Hiroute Guebre Sellassie apontou para consequências na paz e na segurança globais. Foto: ONU/ Loey Felipe.

Eleutério Guevane, da Rádio ONU em Nova Iorque.

A representante especial do secretário-geral da Nações Unidas para o Sahel considerou “muito alarmante” o facto de mulheres e jovens serem alvos de recrutamento para movimentos radicais.

Hiroute Guebre Sellassie disse, esta quarta-feira, ao Conselho de Segurança que  os dois grupos da população compõem a maioria da população na região africana.

Radicalização e Migração

A enviada declarou que até 41 milhões de jovens com menos de 25 anos enfrentam desespero e estão em risco de radicalização e migração somente em países como Burquina Fasso, Chade, Mali, Mauritânia e Níger.

As cinco das nove nações da região são o principal foco da estratégia da ONU para o Sahel.

No informe apresentado ao Conselho, a representante destacou fatores que devem marcar a execução do plano regional.

Integração

Guebre Sellassie advertiu que se nada for feito para melhorar o acesso à educação, aumentar o emprego e as oportunidades de integração dos jovens receia-se que o Sahel venha a transformar-se “num corredor de migração em massa e de recrutamento e treino de grupos e indivíduos terroristas.”

A enviada alertou ainda que tais ações vão acabar por ter graves consequências na paz e na segurança globais.

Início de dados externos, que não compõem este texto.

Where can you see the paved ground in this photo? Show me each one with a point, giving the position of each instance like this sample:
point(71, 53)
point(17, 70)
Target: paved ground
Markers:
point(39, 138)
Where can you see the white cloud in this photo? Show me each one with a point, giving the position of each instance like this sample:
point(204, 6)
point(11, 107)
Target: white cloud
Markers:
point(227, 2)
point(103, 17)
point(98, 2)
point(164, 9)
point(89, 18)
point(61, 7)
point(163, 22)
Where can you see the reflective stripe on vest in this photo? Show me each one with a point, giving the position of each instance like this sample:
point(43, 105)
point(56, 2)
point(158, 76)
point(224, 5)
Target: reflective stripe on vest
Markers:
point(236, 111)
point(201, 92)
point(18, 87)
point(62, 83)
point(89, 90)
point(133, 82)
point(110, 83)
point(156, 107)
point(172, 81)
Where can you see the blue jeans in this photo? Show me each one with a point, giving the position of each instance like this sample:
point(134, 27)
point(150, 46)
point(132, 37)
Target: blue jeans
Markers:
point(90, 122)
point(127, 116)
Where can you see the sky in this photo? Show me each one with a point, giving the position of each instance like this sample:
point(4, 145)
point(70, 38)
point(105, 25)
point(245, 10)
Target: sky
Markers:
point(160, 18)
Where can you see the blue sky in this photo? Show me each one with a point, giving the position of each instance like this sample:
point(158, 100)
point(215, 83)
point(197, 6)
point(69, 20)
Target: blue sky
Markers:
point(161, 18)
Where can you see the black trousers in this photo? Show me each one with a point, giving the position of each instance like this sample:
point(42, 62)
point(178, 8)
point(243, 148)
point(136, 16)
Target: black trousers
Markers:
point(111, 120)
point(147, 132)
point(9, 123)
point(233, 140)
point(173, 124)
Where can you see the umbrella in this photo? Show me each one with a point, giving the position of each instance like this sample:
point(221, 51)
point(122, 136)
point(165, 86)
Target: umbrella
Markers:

O relatório foi apresentado um dia depois de um ataque contra um comboio de viaturas que resultou na morte de um trabalhador da Missão da ONU no Mali. O ato foi condenado pelo secretário-geral, que destacou o reforço de medidas com vista a combater as ameaças de ataques com explosivos no território maliano.

Atentados Suicidas

Na semana passada, terroristas atacaram o hotel Radisson Blu na capital maliana Bamaco, matando pelo menos 18 pessoas. No norte da Nigéria ocorreram três atentados suicidas, que culminaram com mais de 50 mortos.

Tanto o conflito no Mali como os ataques das milícias nigerianas Boko Haram são destaque no mais recente relatório do secretário-geral sobre a região.

Ban Ki-moon alerta para as ameaças à segurança e para os desafios socioeconómicos enfrentados pela região do Sahel, que teve um aumento de deslocados de cerca de 1,6 milhões, em janeiro de 2014, para os atuais 4,4 milhões.